• La sede del Ministerio de Asuntos Exteriores de Rusia en Moscú, la capital.
Publicada: lunes, 30 de noviembre de 2020 15:52

La Cancillería rusa denuncia en duros términos el asesinato del científico nuclear Mohsen Farijzade y alerta que este acto terrorista desestabilizará la región.

Expresamos nuestra seria preocupación por la naturaleza provocadora de este acto terrorista, que claramente tiene como objetivo desestabilizar la región y crear conflictos”, manifiesta el Ministerio de Asuntos Exteriores de Rusia en un comunicado emitido este lunes.

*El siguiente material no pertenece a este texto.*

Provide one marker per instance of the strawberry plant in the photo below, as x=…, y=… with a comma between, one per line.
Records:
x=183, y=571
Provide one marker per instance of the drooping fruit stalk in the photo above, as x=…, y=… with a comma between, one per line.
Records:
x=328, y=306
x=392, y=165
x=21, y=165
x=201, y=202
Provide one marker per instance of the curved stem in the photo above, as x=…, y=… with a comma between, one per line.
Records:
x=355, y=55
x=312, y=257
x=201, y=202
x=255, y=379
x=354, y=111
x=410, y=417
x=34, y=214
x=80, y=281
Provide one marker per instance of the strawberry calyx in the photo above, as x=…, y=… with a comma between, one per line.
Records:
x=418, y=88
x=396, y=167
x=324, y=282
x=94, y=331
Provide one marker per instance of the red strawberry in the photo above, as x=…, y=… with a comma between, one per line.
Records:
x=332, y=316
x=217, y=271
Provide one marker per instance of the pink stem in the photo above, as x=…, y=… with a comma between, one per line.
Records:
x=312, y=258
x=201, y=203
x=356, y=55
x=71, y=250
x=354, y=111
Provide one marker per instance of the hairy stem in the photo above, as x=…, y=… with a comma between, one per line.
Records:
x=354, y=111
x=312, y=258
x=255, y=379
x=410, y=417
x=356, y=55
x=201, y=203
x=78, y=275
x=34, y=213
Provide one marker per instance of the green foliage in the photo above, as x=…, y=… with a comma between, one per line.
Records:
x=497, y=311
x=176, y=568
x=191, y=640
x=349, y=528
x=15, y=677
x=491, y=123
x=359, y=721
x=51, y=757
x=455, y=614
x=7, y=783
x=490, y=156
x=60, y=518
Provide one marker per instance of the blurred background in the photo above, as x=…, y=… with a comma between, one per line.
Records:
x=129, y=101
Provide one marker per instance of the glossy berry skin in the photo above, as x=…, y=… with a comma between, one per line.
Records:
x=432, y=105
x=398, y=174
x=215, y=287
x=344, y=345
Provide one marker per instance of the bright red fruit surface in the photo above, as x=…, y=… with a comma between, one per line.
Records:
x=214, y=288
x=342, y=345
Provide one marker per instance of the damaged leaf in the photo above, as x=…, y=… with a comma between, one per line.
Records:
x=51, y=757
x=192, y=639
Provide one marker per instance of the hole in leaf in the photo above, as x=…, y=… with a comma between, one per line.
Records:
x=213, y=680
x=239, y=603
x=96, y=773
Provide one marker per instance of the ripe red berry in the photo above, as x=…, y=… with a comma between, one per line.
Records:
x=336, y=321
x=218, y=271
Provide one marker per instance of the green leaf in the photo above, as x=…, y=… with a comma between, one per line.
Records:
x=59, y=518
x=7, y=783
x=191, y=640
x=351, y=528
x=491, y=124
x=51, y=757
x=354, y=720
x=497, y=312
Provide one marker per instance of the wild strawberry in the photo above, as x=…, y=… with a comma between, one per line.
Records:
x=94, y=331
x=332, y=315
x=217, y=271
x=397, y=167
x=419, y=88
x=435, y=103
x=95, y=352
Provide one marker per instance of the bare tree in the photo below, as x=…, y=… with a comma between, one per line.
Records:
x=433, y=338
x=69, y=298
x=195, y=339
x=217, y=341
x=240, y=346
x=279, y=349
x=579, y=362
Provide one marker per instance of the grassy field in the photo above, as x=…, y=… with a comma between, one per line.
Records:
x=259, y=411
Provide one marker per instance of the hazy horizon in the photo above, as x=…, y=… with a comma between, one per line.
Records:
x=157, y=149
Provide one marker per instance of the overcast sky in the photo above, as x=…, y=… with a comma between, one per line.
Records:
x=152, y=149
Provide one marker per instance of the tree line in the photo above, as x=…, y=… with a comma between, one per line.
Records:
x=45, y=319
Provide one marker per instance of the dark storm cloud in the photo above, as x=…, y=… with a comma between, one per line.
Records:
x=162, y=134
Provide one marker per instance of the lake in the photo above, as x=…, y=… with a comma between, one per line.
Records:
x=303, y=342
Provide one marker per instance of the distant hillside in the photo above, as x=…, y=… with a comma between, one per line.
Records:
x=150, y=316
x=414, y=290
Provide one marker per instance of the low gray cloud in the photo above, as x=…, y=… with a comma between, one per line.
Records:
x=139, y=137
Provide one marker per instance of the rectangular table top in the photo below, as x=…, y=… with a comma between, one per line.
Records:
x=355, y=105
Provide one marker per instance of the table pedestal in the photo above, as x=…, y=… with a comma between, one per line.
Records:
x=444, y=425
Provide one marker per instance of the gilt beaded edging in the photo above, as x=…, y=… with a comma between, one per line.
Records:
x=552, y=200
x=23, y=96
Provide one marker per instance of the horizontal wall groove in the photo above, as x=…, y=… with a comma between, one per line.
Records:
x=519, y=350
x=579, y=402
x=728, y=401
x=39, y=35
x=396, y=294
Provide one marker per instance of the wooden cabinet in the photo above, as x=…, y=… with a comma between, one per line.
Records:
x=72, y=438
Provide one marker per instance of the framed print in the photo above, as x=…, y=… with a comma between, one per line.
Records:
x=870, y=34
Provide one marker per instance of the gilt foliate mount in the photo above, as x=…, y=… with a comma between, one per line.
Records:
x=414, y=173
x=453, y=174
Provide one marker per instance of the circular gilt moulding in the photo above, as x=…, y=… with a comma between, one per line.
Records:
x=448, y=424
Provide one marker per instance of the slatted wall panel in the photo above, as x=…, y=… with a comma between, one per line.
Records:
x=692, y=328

De este modo, la Cancillería rusa condena el asesinato de Mohsen Fajrizade, destacado científico nuclear, quien dirigía la Organización de Investigación e Innovación del Ministerio de Defensa de Irán, en un ataque terrorista múltiple en la ciudad de Absard, del condado de Damavand, situado al este de Teherán (capital).

La aludida Cartera hace un llamado también a evitar los actos que hagan escalar la tensión, alertando de las consecuencias peligrosas para la región de Asia Occidental.

 

Las autoridades iraníes han acusado a Estados Unidos y el régimen israelí de estar implicados en el asesinato de Fajrizade. De hecho, la cadena de noticias Press TV, citando a una fuente de inteligencia bajo condición de anonimato, ha revelado que los restos del armamento recolectado en la escena del atentado llevaban el logotipo y las especificaciones de la industria militar del régimen de Tel Aviv.

El Gobierno de Teherán ha prometido una dura respuesta a los autores de este vil crimen, asegurando que la venganza por la sangre de Fajrizade se materializará a su debido tiempo y lugar, y bajo ciertas circunstancias.

Fajrizade era uno de los científicos más influyentes y de alto rango de Irán. Además de sus actividades científicas y proyectos en la industria defensiva, el físico dirigió la producción del primer kit de prueba, de fabricación nacional, para el diagnóstico de coronavirus. Figuraba, asimismo, entre los cinco iraníes en la lista de las 500 personas más poderosas del mundo, elaborada por la revista estadounidense Foreign Policy.

Su asesinato ha desatado una ola de condenas a nivel internacional. Diferentes países, como Alemania, Bélgica, Siria, Turquía, Catar, China, Venezuela y Cuba, han censurado en duros términos el ataque terrorista y alertado de las consecuencias peligrosas de tales actos delictivos, que violan tanto el derecho internacional como los derechos humanos.